129 Years Later, Winsor Speech and Debate Continues to Equip Students with an Interdisciplinary Skillset

by Nika Bigelow ’25

On January 20, 2024, three members of Winsor’s Speech and Debate Club attended the school’s first-ever Massachusetts Speech & Debate League (MSDL) tournament at the Boston Latin School. I, as Secretary of Winsor Debate, was one of those three members, and had the opportunity to experience an utterly different style of debate tournament than what Winsor students are used to.

But first, a bit of background. Founded in 1895, Winsor Speech and Debate is a cornerstone of the Winsor experience for the 20 members of the team, myself included. Winsor has been a member of the Debating Association of New England Schools (DANEIS) alongside schools like Roxbury Latin, Hotchkiss, Deerfield, and Groton since the organization’s founding in 1978. The tournaments we have attended since that time have been exclusively DANEIS tournaments. The fifteen-odd such annual tournaments are either debate tournaments— typically consisting of three rounds of parliamentary debate—or speech tournaments— which consist of interpretive readings, a choice of persuasive speeches or comedic after-dinner speeches, and a choice of ethical dilemmas or impromptu speaking. 

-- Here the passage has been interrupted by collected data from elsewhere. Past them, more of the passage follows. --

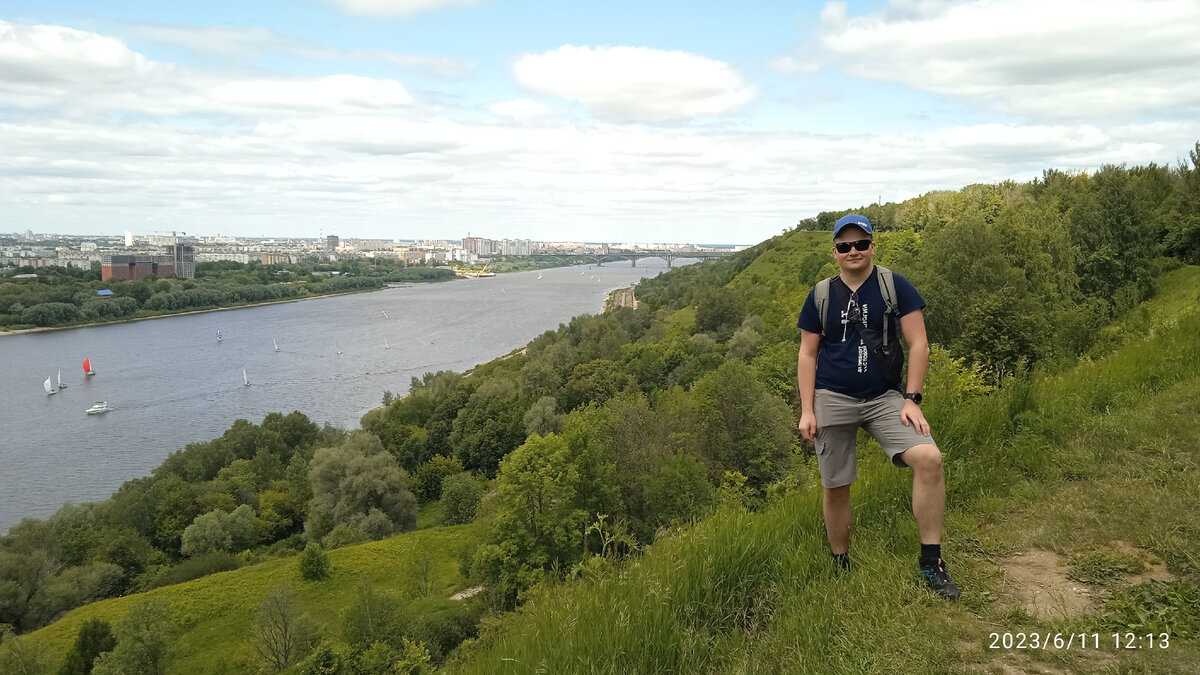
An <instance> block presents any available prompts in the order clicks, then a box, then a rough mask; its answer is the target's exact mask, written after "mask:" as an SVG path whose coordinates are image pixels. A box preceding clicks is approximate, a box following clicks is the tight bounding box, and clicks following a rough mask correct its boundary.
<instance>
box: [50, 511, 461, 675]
mask: <svg viewBox="0 0 1200 675" xmlns="http://www.w3.org/2000/svg"><path fill="white" fill-rule="evenodd" d="M478 538H479V532H478V528H476V527H475V526H473V525H460V526H455V527H436V528H431V530H421V531H416V532H408V533H406V534H400V536H397V537H392V538H389V539H383V540H379V542H372V543H368V544H360V545H356V546H347V548H342V549H337V550H332V551H329V558H330V563H331V574H330V578H329V579H325V580H323V581H305V580H304V579H302V578H301V575H300V566H299V561H298V558H295V557H292V558H286V560H277V561H272V562H265V563H260V565H254V566H250V567H244V568H241V569H235V571H232V572H222V573H218V574H211V575H208V577H204V578H200V579H197V580H194V581H187V583H185V584H178V585H174V586H164V587H161V589H155V590H152V591H149V592H145V593H137V595H132V596H126V597H122V598H113V599H107V601H101V602H97V603H92V604H89V605H85V607H82V608H79V609H76V610H74V611H71V613H70V614H67V615H66V616H65V617H62V619H61V620H59V621H56V622H55V623H52V625H50V626H47V627H46V628H42V629H40V631H36V632H34V633H30V634H29V635H28V638H26V639H28V640H30V641H31V643H32V644H35V645H36V644H44V645H47V646H48V647H49V649H50V652H52V653H54V655H56V656H59V657H60V656H61V655H65V653H66V652H67V651H68V650H70V649H71V645H72V644H73V643H74V639H76V634H77V633H78V632H79V626H80V625H82V623H83V622H84V621H86V620H89V619H102V620H104V621H108V622H109V623H112V625H114V626H115V625H116V622H118V621H120V620H121V617H122V616H125V613H126V611H128V609H130V607H132V605H133V604H136V603H138V602H142V601H144V599H150V598H152V599H162V601H166V602H167V604H169V605H170V608H172V609H173V610H174V620H175V622H176V625H178V627H179V632H178V635H176V638H175V639H174V640H173V641H172V657H173V659H172V671H173V673H196V674H200V673H211V674H222V673H252V671H254V670H256V668H257V664H256V661H254V658H253V655H252V652H251V649H250V645H248V643H247V638H248V635H250V631H251V627H252V626H253V623H254V617H256V614H257V613H258V605H259V603H260V602H262V601H263V598H264V597H266V596H268V595H269V593H270V592H271V590H272V589H275V587H277V586H278V585H281V584H284V583H286V584H288V585H289V586H290V587H292V589H293V590H294V591H295V593H296V598H298V599H299V603H300V605H301V608H302V610H304V611H305V613H306V614H307V615H308V616H310V617H311V619H312V620H313V621H314V622H316V623H317V626H318V627H319V629H320V632H322V633H323V634H324V635H325V637H326V638H328V639H330V641H332V643H334V644H335V645H336V644H340V643H341V637H340V633H338V629H340V628H338V620H340V616H341V614H342V611H343V610H346V608H347V607H349V605H350V604H352V603H353V602H354V601H355V597H356V589H358V587H359V585H361V584H364V583H366V584H370V585H371V586H372V587H374V589H376V590H377V591H379V592H384V593H392V595H395V596H396V597H401V598H407V601H406V604H404V608H403V609H404V613H406V614H408V615H414V616H433V615H438V614H439V613H452V611H454V610H455V609H456V608H457V607H461V605H462V604H463V601H451V599H450V596H452V595H455V593H457V592H461V591H463V590H466V589H467V583H466V580H464V579H463V578H462V575H461V574H460V573H458V555H460V552H461V551H462V550H463V549H467V548H469V546H472V545H473V544H474V543H475V542H476V540H478ZM426 554H427V555H430V556H431V557H430V567H428V568H430V573H428V589H430V592H428V595H427V596H425V597H421V596H420V593H419V592H416V591H414V587H413V586H414V584H416V581H418V577H419V574H418V572H416V568H418V562H419V561H420V558H421V556H422V555H426Z"/></svg>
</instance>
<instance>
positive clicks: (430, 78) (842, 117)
mask: <svg viewBox="0 0 1200 675" xmlns="http://www.w3.org/2000/svg"><path fill="white" fill-rule="evenodd" d="M1198 34H1200V4H1198V2H1195V1H1193V0H1061V1H1057V2H1052V4H1045V2H1040V1H1038V0H1008V1H1000V0H959V1H944V0H888V1H881V0H871V1H866V2H853V4H847V2H840V1H829V2H821V1H802V2H779V1H767V0H748V1H746V2H739V4H736V5H734V4H730V2H716V1H704V0H701V1H691V2H682V1H666V2H654V4H644V2H631V1H629V0H613V1H612V2H605V4H576V2H570V4H559V2H528V1H526V2H520V1H511V0H504V1H502V0H258V1H256V2H244V1H242V2H230V1H228V0H214V1H211V2H204V4H178V2H166V4H148V2H142V1H137V0H113V1H110V2H106V4H96V2H89V1H85V0H8V1H6V2H5V4H4V7H2V8H0V231H13V232H24V231H26V229H31V231H35V232H60V233H64V234H76V235H77V234H85V233H86V234H104V233H108V234H109V235H120V234H122V233H124V232H125V231H126V229H130V231H133V232H134V233H138V234H149V233H169V232H172V231H176V232H188V233H205V234H206V235H217V234H227V235H233V237H266V238H284V237H293V238H295V237H302V238H320V237H324V235H328V234H335V233H336V234H338V235H340V237H342V238H355V237H358V238H364V239H391V238H402V239H413V240H422V239H448V240H458V239H461V238H462V237H464V235H466V234H467V233H468V232H469V233H472V234H474V235H479V237H488V238H497V239H499V238H514V239H516V238H521V239H533V240H539V241H559V240H562V241H571V240H581V239H583V238H587V239H588V240H593V241H613V243H616V241H662V243H680V244H683V243H694V244H755V243H757V241H761V240H763V239H766V238H769V237H772V235H774V234H778V233H779V232H780V231H782V229H786V228H788V227H791V226H793V225H794V223H796V222H797V221H799V220H802V219H805V217H811V216H814V215H816V214H817V213H818V211H822V210H834V209H846V208H854V207H858V205H865V204H870V203H874V202H876V201H882V202H889V201H893V202H894V201H902V199H906V198H911V197H914V196H918V195H920V193H924V192H928V191H931V190H956V189H959V187H962V186H965V185H970V184H973V183H996V181H1002V180H1008V179H1010V180H1016V181H1027V180H1031V179H1033V178H1034V177H1039V175H1040V174H1042V172H1043V171H1044V169H1048V168H1056V169H1063V171H1094V169H1098V168H1100V167H1102V166H1104V165H1106V163H1130V165H1139V163H1150V162H1156V163H1159V165H1169V166H1174V165H1176V163H1178V162H1181V161H1184V160H1186V159H1187V156H1188V150H1190V149H1192V148H1193V147H1194V144H1195V142H1196V141H1198V139H1200V41H1198V40H1196V38H1195V36H1196V35H1198Z"/></svg>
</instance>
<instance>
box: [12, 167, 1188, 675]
mask: <svg viewBox="0 0 1200 675" xmlns="http://www.w3.org/2000/svg"><path fill="white" fill-rule="evenodd" d="M865 210H866V211H868V213H871V214H874V215H872V219H874V222H875V223H876V237H875V241H876V255H875V262H876V263H878V264H883V265H887V267H890V268H893V269H895V270H896V271H899V273H900V274H902V275H905V276H906V277H908V279H911V280H912V281H913V283H914V285H916V287H917V288H918V289H919V292H920V293H922V295H923V297H924V298H925V300H926V301H928V305H926V307H925V310H924V319H925V325H926V330H928V336H929V341H930V342H931V344H932V345H934V348H932V353H931V356H930V360H929V369H928V374H926V378H925V386H924V394H925V402H924V404H923V405H922V410H923V412H924V414H925V416H926V417H928V419H929V420H930V423H931V425H932V429H934V436H935V438H936V441H937V444H938V446H940V448H941V449H942V453H943V455H944V468H946V474H947V509H948V510H947V527H946V536H944V539H943V544H944V557H946V558H947V560H948V562H949V566H950V571H952V572H953V574H954V577H955V579H956V580H958V581H959V583H960V585H961V586H962V589H964V596H962V598H961V601H960V602H958V603H953V604H947V603H944V602H937V601H936V599H935V597H934V596H931V595H930V593H929V592H928V590H926V589H924V587H923V586H922V585H919V584H918V583H917V569H916V567H917V566H916V557H917V550H918V543H919V540H918V534H917V528H916V525H914V522H913V519H912V515H911V508H910V501H911V489H910V485H908V483H910V480H911V474H908V473H907V472H904V471H896V470H894V468H893V467H892V466H890V465H889V464H887V462H886V460H884V459H883V458H882V453H881V452H880V448H878V447H877V444H876V443H875V442H874V441H870V440H869V438H868V437H866V436H865V435H862V436H860V448H859V460H860V470H859V474H860V480H859V482H858V483H857V484H856V486H854V488H853V490H852V501H853V504H854V522H856V528H854V536H853V542H852V548H851V551H852V554H853V560H854V571H853V573H852V574H851V575H848V577H844V578H836V579H835V578H833V575H832V573H830V563H829V560H828V549H827V544H826V533H824V527H823V519H822V515H821V488H820V483H818V479H817V470H816V462H815V456H814V454H815V449H814V447H812V444H811V443H808V442H805V441H803V440H802V438H800V436H799V434H798V432H797V425H796V418H797V417H798V413H799V406H800V401H799V396H798V393H797V387H796V369H797V350H798V347H799V342H800V331H799V329H798V328H797V327H796V317H797V313H798V311H799V309H800V305H802V303H803V300H804V298H805V294H806V293H808V291H809V288H810V287H811V285H812V282H815V281H816V280H817V279H820V277H822V276H824V275H828V274H832V273H833V271H835V267H834V264H833V263H832V256H830V252H829V249H830V233H829V231H828V229H827V227H828V226H830V223H832V222H833V221H834V220H836V217H838V216H839V215H840V213H822V214H820V215H818V216H817V217H815V219H809V220H806V221H802V222H800V223H798V226H797V227H796V228H793V229H791V231H787V232H785V233H782V234H780V235H778V237H774V238H772V239H770V240H767V241H763V243H761V244H758V245H756V246H752V247H750V249H748V250H745V251H740V252H738V253H737V255H734V256H730V257H728V258H726V259H722V261H709V262H704V263H700V264H695V265H686V267H683V268H677V269H673V270H671V271H668V273H666V274H662V275H659V276H656V277H652V279H646V280H643V281H642V282H640V283H638V285H637V287H636V297H637V309H632V307H629V306H622V307H616V309H612V310H610V311H606V312H604V313H601V315H596V316H590V315H582V316H577V317H575V318H572V319H571V321H570V322H569V323H564V324H562V325H559V327H558V329H556V330H547V331H545V333H544V334H542V335H540V336H538V337H535V339H534V340H533V341H530V342H529V345H527V347H526V348H523V350H520V351H516V352H514V353H510V354H508V356H506V357H504V358H500V359H496V360H493V362H490V363H487V364H482V365H480V366H478V368H475V369H473V370H472V371H469V372H467V374H455V372H437V374H425V375H424V376H422V377H420V378H413V382H412V386H410V387H409V389H408V393H407V394H406V395H404V396H401V398H392V396H390V395H386V396H385V400H384V405H383V406H380V407H379V408H376V410H372V411H371V412H368V413H367V414H365V416H364V418H362V420H361V426H362V428H361V430H355V431H344V430H337V429H334V428H329V426H326V428H325V429H319V428H317V425H314V424H312V423H311V422H310V420H307V418H305V416H302V414H301V413H299V412H294V413H292V414H289V416H286V417H284V416H282V414H278V413H272V414H269V416H268V417H266V418H264V419H263V423H262V424H260V425H258V424H251V423H248V422H246V420H236V422H235V423H234V425H233V426H230V429H229V430H228V431H227V432H226V434H224V435H223V436H222V437H221V438H215V440H212V441H210V442H198V443H190V444H188V446H187V447H186V448H185V449H182V450H180V452H176V453H173V454H172V455H170V456H169V458H168V460H167V461H164V462H163V465H162V466H160V467H158V468H156V470H155V471H154V474H152V476H151V477H146V478H139V479H136V480H131V482H128V483H126V485H124V486H122V488H121V490H119V491H118V492H116V494H115V495H114V496H113V498H110V500H108V501H106V502H101V503H97V504H82V506H78V507H76V506H71V504H68V506H65V507H64V508H62V509H60V512H59V513H56V514H55V515H54V516H52V518H50V519H48V520H47V521H44V522H42V521H35V520H28V521H25V522H23V524H22V525H20V526H19V527H17V528H14V531H13V532H11V533H10V534H8V536H6V537H0V632H4V631H7V627H6V626H5V625H7V626H12V627H13V631H14V632H17V633H22V634H23V635H22V637H19V638H11V639H10V638H2V635H0V638H2V640H4V643H2V644H0V670H4V669H5V668H10V669H12V665H13V664H22V663H28V662H29V661H30V658H31V656H30V655H32V656H37V653H35V652H36V649H37V647H44V655H46V657H47V659H62V658H64V653H65V651H66V650H67V649H68V646H70V644H71V641H72V638H73V635H74V634H76V633H77V632H78V631H79V627H80V626H82V625H83V621H84V620H86V619H89V617H102V619H104V620H107V621H109V622H115V621H120V620H122V616H125V615H126V614H131V615H134V616H137V615H138V613H128V611H127V610H130V608H132V607H139V608H142V607H145V605H142V604H137V605H134V603H138V602H139V601H140V599H161V601H163V602H164V603H166V604H167V605H168V607H170V608H174V613H175V625H176V628H178V631H176V633H175V637H173V638H172V643H170V645H172V647H173V655H172V656H173V662H172V670H173V671H181V673H205V671H212V673H217V671H228V673H244V671H253V670H256V669H257V668H259V667H260V665H262V663H260V662H258V661H256V659H254V658H253V656H252V653H251V646H250V645H248V643H247V639H248V637H250V632H251V628H252V626H253V625H254V621H256V619H254V617H256V615H257V611H258V607H259V603H260V602H262V601H263V598H264V597H266V596H268V593H270V592H271V591H272V589H276V587H278V586H280V584H282V583H283V581H287V583H288V584H290V585H292V586H294V587H295V591H296V598H298V602H299V603H300V605H301V607H302V609H304V611H305V613H307V614H308V615H310V616H311V617H312V619H313V620H314V621H316V623H317V625H318V628H320V632H322V635H323V639H324V646H323V647H320V649H318V651H317V652H316V656H314V657H313V658H314V659H316V661H318V662H320V663H316V662H314V665H319V668H314V669H307V668H305V669H301V670H306V671H308V670H311V671H320V673H336V671H344V673H352V671H353V673H391V671H396V669H397V668H401V665H403V668H406V670H403V671H410V670H412V669H410V668H409V667H410V665H413V663H414V661H420V658H421V656H420V655H421V651H420V650H421V649H422V647H427V649H428V650H430V652H431V655H430V656H431V662H432V664H434V665H437V667H440V668H444V669H446V670H448V671H466V673H497V671H500V673H503V671H511V673H526V671H530V673H576V671H596V673H608V671H611V673H692V671H695V673H810V671H811V673H827V671H836V673H893V671H902V673H944V671H964V673H982V671H995V673H1020V671H1038V670H1039V669H1042V670H1046V671H1055V673H1057V671H1080V673H1087V671H1116V673H1126V671H1129V673H1134V671H1136V673H1141V671H1146V673H1159V671H1166V673H1171V671H1182V673H1187V671H1189V664H1192V663H1196V662H1200V658H1198V657H1200V653H1198V650H1200V641H1198V634H1200V614H1198V610H1196V609H1195V608H1198V607H1200V572H1198V571H1200V549H1198V542H1200V530H1198V526H1196V525H1195V524H1194V522H1193V514H1194V513H1196V512H1198V509H1200V491H1198V488H1196V485H1200V468H1198V467H1200V449H1198V442H1196V438H1198V437H1200V434H1198V431H1200V377H1198V376H1200V337H1198V336H1200V310H1198V307H1200V268H1198V267H1188V265H1186V264H1183V263H1184V262H1189V263H1193V264H1194V263H1198V262H1200V249H1196V246H1195V244H1196V243H1198V241H1200V239H1196V238H1195V237H1194V235H1195V234H1196V233H1200V145H1198V147H1196V153H1194V154H1193V166H1192V167H1190V168H1189V167H1187V166H1180V167H1174V168H1172V167H1156V166H1150V167H1133V168H1129V167H1123V166H1120V167H1117V166H1110V167H1105V168H1104V169H1102V171H1099V172H1096V173H1091V174H1068V173H1063V172H1046V173H1045V174H1044V175H1043V178H1042V179H1037V180H1033V181H1030V183H1027V184H1022V185H1016V184H1012V183H1004V184H997V185H972V186H967V187H965V189H962V190H961V191H958V192H931V193H929V195H924V196H922V197H917V198H914V199H910V201H906V202H904V203H900V204H887V205H883V207H880V205H872V207H868V208H866V209H865ZM1164 255H1169V256H1172V257H1164ZM485 491H486V496H484V495H485ZM481 498H482V501H480V500H481ZM418 504H422V508H421V510H420V513H418ZM472 521H473V522H474V524H473V525H470V526H460V527H455V528H438V527H432V528H430V527H431V526H434V525H436V524H438V522H472ZM413 527H418V531H416V532H409V533H406V534H400V536H395V537H392V534H397V533H400V532H404V531H408V530H412V528H413ZM384 537H391V538H386V539H383V540H382V542H377V543H373V544H362V545H358V546H350V544H358V543H361V542H366V540H371V539H377V538H384ZM316 543H320V544H322V545H324V546H325V548H326V549H337V550H332V551H331V554H330V555H331V560H332V561H334V566H335V574H334V578H332V579H331V580H328V581H323V583H318V584H311V583H305V581H301V580H300V579H299V561H298V560H296V558H295V557H292V558H287V560H278V557H280V556H287V555H292V551H298V550H300V549H302V548H305V546H306V545H311V544H316ZM338 546H342V548H341V549H338ZM254 561H271V562H259V563H258V565H253V566H247V567H244V568H242V569H238V571H235V572H227V573H222V574H216V575H212V577H208V578H202V579H199V580H197V581H191V583H186V584H176V585H170V586H163V585H164V584H172V583H178V581H181V580H184V579H191V578H194V577H197V575H199V574H205V573H210V572H214V571H216V569H230V568H233V567H238V566H240V565H250V563H252V562H254ZM421 569H425V571H426V572H425V573H424V574H422V573H421ZM418 577H424V578H425V579H426V581H427V584H425V587H427V591H426V592H421V593H414V592H413V589H414V578H418ZM364 581H366V583H367V585H368V586H367V587H373V589H374V592H377V593H380V592H382V593H390V595H389V596H388V597H389V598H392V599H386V598H385V601H386V602H384V604H382V605H379V607H376V604H373V603H376V602H377V601H372V599H371V597H368V592H370V591H362V589H364V586H362V585H361V584H362V583H364ZM158 586H161V587H158ZM467 587H473V589H474V587H480V589H484V591H482V593H481V595H480V598H479V599H474V601H470V602H467V603H463V602H461V601H451V599H449V597H450V595H451V593H452V592H456V591H460V590H463V589H467ZM133 590H142V591H148V592H145V593H142V595H137V596H128V597H122V598H118V599H109V601H102V602H98V603H94V604H90V605H86V607H83V608H80V609H78V610H76V611H70V613H68V611H67V610H71V609H72V608H76V607H78V605H83V604H84V603H88V602H90V601H94V599H97V598H103V597H114V596H120V595H122V593H125V592H132V591H133ZM364 608H367V609H371V608H376V609H380V608H382V609H380V610H382V611H385V613H386V611H392V610H395V611H398V615H400V617H401V619H396V621H392V620H388V621H385V622H384V623H380V625H378V626H383V627H384V628H385V629H372V631H373V632H372V633H371V637H370V639H364V635H362V634H361V633H358V634H355V633H354V629H353V625H354V622H353V621H348V620H347V617H352V616H350V614H347V611H350V613H352V614H353V613H360V611H362V610H364ZM371 611H374V609H372V610H371ZM64 613H66V614H65V619H64V617H62V615H64ZM343 614H346V616H347V617H343ZM352 619H353V617H352ZM372 621H373V620H372ZM50 622H54V623H50ZM48 623H50V625H49V626H48V627H46V628H42V629H40V631H38V628H40V627H43V626H47V625H48ZM368 623H371V621H368ZM372 625H373V626H374V623H372ZM156 626H164V623H163V622H162V620H160V621H158V623H157V625H156ZM378 626H377V627H378ZM156 631H158V633H160V634H163V633H166V628H156ZM1031 632H1036V633H1037V635H1038V638H1037V640H1033V645H1032V646H1034V647H1036V649H1034V650H1030V649H1020V647H1018V646H1013V647H1008V646H1007V644H1010V641H1012V640H1013V639H1014V634H1015V633H1022V634H1024V635H1025V638H1024V639H1025V640H1026V645H1025V646H1026V647H1027V646H1031V645H1030V644H1028V643H1030V641H1031V638H1030V634H1031ZM1114 633H1118V634H1120V635H1117V637H1114ZM1124 633H1132V634H1135V635H1140V639H1141V640H1142V643H1146V641H1147V640H1148V638H1146V635H1152V637H1153V639H1154V640H1156V645H1154V646H1153V649H1142V650H1124V649H1117V647H1118V645H1116V644H1115V643H1117V641H1118V640H1123V643H1128V641H1129V639H1128V638H1124ZM1048 634H1050V637H1051V645H1052V647H1051V649H1042V643H1044V641H1045V639H1046V638H1045V637H1046V635H1048ZM1055 634H1061V635H1062V637H1063V639H1066V635H1068V634H1074V635H1080V634H1086V635H1087V637H1088V638H1087V639H1088V640H1090V641H1088V646H1087V647H1084V646H1080V645H1079V644H1078V641H1075V643H1074V644H1073V646H1066V645H1063V646H1061V647H1058V646H1057V645H1054V640H1052V637H1054V635H1055ZM125 635H126V637H125V638H120V639H119V644H118V651H120V645H121V644H124V645H137V644H139V643H138V640H137V637H136V634H133V633H125ZM355 635H356V637H355ZM992 635H995V638H994V637H992ZM1006 635H1007V638H1006ZM1164 635H1165V638H1166V643H1168V644H1166V645H1163V644H1162V641H1163V637H1164ZM464 640H466V641H464ZM994 643H995V646H996V647H998V649H992V647H994ZM1121 646H1123V644H1122V645H1121ZM1144 646H1148V645H1144ZM118 656H119V655H118V653H116V652H114V658H113V659H110V661H113V662H115V661H116V657H118ZM448 656H449V661H446V657H448ZM337 662H340V663H342V664H343V665H344V668H343V669H342V670H338V668H335V665H336V663H337ZM102 663H106V667H108V662H102ZM404 664H407V665H404ZM22 668H23V670H22V671H28V673H44V671H48V670H46V669H44V668H42V669H37V668H24V667H22ZM293 670H295V668H293ZM109 671H112V669H109Z"/></svg>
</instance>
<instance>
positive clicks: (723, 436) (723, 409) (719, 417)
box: [691, 362, 797, 490]
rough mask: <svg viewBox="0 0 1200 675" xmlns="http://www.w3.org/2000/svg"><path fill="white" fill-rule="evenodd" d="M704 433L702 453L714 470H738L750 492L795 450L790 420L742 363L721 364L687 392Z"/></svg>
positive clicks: (759, 382)
mask: <svg viewBox="0 0 1200 675" xmlns="http://www.w3.org/2000/svg"><path fill="white" fill-rule="evenodd" d="M691 394H692V396H694V398H696V400H697V401H698V402H700V404H701V406H702V407H703V410H704V411H706V414H704V416H703V419H704V424H706V425H707V429H706V430H704V434H706V438H704V443H703V446H704V447H703V450H704V453H706V455H707V458H708V459H709V460H710V461H712V462H713V464H715V465H716V467H718V468H719V470H720V471H739V472H742V473H744V474H745V476H746V478H748V482H749V486H750V488H751V490H762V489H764V488H766V486H767V485H768V484H769V483H772V482H774V480H775V479H778V478H779V476H780V474H781V472H782V465H784V460H785V458H787V456H788V454H790V453H791V452H792V449H793V448H794V446H796V441H797V438H796V426H794V422H793V420H794V416H793V414H792V411H791V408H788V407H787V404H785V402H784V401H781V400H780V399H779V398H778V396H774V395H773V394H772V393H770V392H769V390H768V389H767V388H766V387H764V386H763V384H762V383H761V382H758V381H757V380H756V378H755V375H754V370H752V369H751V368H750V366H748V365H745V364H743V363H742V362H726V363H725V364H724V365H721V368H719V369H716V370H715V371H713V372H710V374H708V375H706V376H704V377H703V378H701V381H700V382H697V383H696V386H695V388H694V389H692V392H691Z"/></svg>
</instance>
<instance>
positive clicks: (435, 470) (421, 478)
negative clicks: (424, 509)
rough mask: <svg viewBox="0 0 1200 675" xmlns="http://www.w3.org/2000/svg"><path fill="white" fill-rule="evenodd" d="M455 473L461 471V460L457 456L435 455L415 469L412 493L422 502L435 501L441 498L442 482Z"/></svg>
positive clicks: (441, 492) (413, 478)
mask: <svg viewBox="0 0 1200 675" xmlns="http://www.w3.org/2000/svg"><path fill="white" fill-rule="evenodd" d="M456 473H462V462H461V461H458V458H448V456H444V455H437V456H434V458H432V459H430V461H427V462H425V464H422V465H421V468H419V470H416V476H414V477H413V494H414V495H416V500H418V501H420V502H422V503H425V502H432V501H437V500H439V498H442V482H443V480H444V479H445V478H446V477H448V476H454V474H456Z"/></svg>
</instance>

Two additional tournaments exist: International Independent Schools Public Speaking Competition (IISPSC) and the World Individual Debating and Public Speaking Championship (WIDPSC). For IISPSC, member schools each send three competitors for the four-day tournament to compete in the aforementioned events. Qualifying for WIDPSC, however, requires winning at IISPSC or one of the fifteen annual DANEIS tournaments, so no schools are guaranteed spots. Having competed at the 2023 World Individual Debating and Public Speaking Championship in Durban, South Africa, I came away with a newfound respect and understanding for what truly incredible debating looks like. I was also able to meet fellow competitors from the United States, many of which I’m still friends with to this day, and exchange cultures and debate styles with competitors from all over the world, from South Africa, to China, to Canada.

MSDL tournaments, on the other hand—like the one at Boston Latin School in January—are attended by students at Massachusetts public schools and a few private schools, and have a much wider array of choices, which range from radio broadcast, to competitive group discussion, to Lincoln-Douglas one-on-one debate. At the Boston Latin tournament, I chose to compete in impromptu speaking, which is much like impromptu within the DANEIS league but with slightly different timing. However, instead of impromptu topics being random as in DANEIS—anything from a quote, to a proper noun, to an abstract noun—the words for each round were within defined categories. In my last room, the category was food, so one boy talked about hotdogs, while a girl talked about mustard. What struck me most, though, was the difference in judging: much like between DANEIS judging and judging at Worlds, the judges valued entirely different aspects of competitors’ speeches, and the students adjusted accordingly. I observed that at the MSDL tournament, most speeches started with a lengthy personal anecdote, often involving a quite dramatic performance, and often adhered closely to various instances where the topic is evident, describing each without necessarily tying them together. In DANEIS, a well-done impromptu speech often centers on the rhetoric, the ability to tie together a number of quite different examples that each clearly relate back to the original topic in one cohesive thesis. In Worlds, I observed similar differences in what judges gravitated toward: while a number of United States coaches valued fast-paced analysis and political examples, judges from other countries seemed to value a slower approach focused more on persuasiveness and expressiveness, even in debate events. After competing at the Boston Latin MSDL Tournament, and qualifying for the MSDL State Tournament at Catholic Memorial High School, I hope to be able to compete at more such tournaments in the future, both to familiarize myself with new debate styles and events, and to stay involved in the kind community I was welcomed by at Boston Latin.

Going into high school, I had many interests, and a nagging feeling that I should try debate. And joining debate proved to be one of the best decisions I’ve made, both because it honed my public speaking and proved synergistic with academics. It has opened myriad paths for me in ways I could never have expected, from driving across New England for tournaments, to traveling to South Africa to compete against the world’s finest high school debaters, to educating Lower Schoolers about what Winsor Speech and Debate actually entails. It has allowed me to hone my critical thinking skills, to become fearless in the face of public speaking, and has prepared me for other academic pursuits in ways I couldn’t even fathom. The speedy thinking required in a debate round translates well to writing essay drafts, putting together a chemistry post-lab report, and even performing a solo in Illumina, the school choir. And not only did debate prepare me for school work, but it also made Mock Trial and Model UN feel natural: cross-examinations in Mock Trial are akin to Cross-Ex Debates in DANEIS, albeit with more law and preparation, closing arguments resemble the memorized persuasive speeches at DANEIS speech tournaments, presenting at Model UN feels much like one long Parliamentary Debate rebuttal, and Unmoderated Caucuses are essentially impromptu speeches, only shorter and more factual rather than analytical. The applications of debate are not only endless, but invaluable. From entering the new frontier of MSDL Tournaments, to contributing in Russian Literature class discussions, to presenting a solution in AP Chemistry, debate has equipped me with a versatile, interdisciplinary skillset and a myriad of opportunities to learn from others and engage in intellectual discourse.